Alix Bouilhaguet : En effet, pour les socialistes, il n’y a pas de victoire sans coût. Refuser le recours au 49.3 leur laisse la latitude de proposer et de débattre, mais l’usage du 49.3 les oblige à se positionner et à voter pour l’ensemble du budget, là où, en d’autres circonstances, ils auraient pu s’abstenir. Traditionnellement, adopter le budget revient à faire partie de la majorité. Cette fois, cela sera bien plus compliqué.
Jean-Baptiste Marteau : Autrement dit, nous assistons à un changement profond des pratiques de la Ve République, que nous allons découvrir progressivement ?
Benjamin Morel : Oui, et il sera difficile d’en tirer une conclusion simple. D’abord, le budget devra franchir l’étape de l’Assemblée, et les socialistes et les LR devront trouver un accord. Si l’un des deux blocs vote contre ou s’abstient, le budget pourrait ne pas passer, car les voix RN, LFI, EELV et PC réunies l’emporteraient sur le socle commun. LR et PS devront donc s’entendre sur les détails pour faire adopter le texte. Ensuite, le document sera envoyé au Sénat, où la droite ne sera pas favorable au même budget. Il sera inévitablement « détricoté » afin d’envoyer un signal politique.

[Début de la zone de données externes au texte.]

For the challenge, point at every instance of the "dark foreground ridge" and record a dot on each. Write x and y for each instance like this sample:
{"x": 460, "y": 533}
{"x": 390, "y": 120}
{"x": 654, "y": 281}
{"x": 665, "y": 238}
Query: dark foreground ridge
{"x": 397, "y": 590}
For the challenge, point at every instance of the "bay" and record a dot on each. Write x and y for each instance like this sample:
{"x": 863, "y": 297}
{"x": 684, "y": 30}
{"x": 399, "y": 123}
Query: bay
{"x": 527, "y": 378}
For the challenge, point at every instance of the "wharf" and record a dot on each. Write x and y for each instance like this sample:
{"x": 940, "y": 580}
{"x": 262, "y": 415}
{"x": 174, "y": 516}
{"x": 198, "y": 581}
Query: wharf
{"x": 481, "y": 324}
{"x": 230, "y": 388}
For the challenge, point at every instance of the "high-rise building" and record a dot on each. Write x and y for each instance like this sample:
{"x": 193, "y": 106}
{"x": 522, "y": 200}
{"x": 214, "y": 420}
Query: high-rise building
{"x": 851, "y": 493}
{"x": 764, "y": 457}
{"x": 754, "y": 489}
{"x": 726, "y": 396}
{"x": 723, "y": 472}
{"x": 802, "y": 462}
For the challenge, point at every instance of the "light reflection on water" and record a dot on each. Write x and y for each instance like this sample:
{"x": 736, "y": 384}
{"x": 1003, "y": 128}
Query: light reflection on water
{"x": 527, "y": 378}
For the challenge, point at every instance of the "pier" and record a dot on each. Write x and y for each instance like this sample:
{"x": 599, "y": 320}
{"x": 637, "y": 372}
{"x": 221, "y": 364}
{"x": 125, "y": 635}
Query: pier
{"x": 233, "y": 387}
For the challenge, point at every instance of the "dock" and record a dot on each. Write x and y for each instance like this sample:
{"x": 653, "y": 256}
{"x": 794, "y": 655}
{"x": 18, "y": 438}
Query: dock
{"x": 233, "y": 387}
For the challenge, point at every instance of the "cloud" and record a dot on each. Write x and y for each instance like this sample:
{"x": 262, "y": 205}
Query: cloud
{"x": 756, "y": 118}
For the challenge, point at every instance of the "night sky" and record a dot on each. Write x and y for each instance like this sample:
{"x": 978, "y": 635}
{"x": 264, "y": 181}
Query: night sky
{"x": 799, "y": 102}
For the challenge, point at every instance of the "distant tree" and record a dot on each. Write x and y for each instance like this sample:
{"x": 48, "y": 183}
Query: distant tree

Puis intervient la commission mixte paritaire : députés et sénateurs y prennent part. La gauche s’y trouve minoritaire, la droite y est en position de force. Si les sénateurs refusent d’y donner leur accord, la CMP peut échouer et le gouvernement devra trancher en soumettant à nouveau le texte à l’Assemblée. Mais que fera Laurent Wauquiez ? Acceptera-t-il de négocier avec Olivier Faure malgré l’opposition des sénateurs ? Le coût politique serait lourd. Si la CMP échoue, le budget pourrait ne pas passer ; s’il aboutit, il sera sans doute très à droite, et Olivier Faure aurait du mal à l’accepter.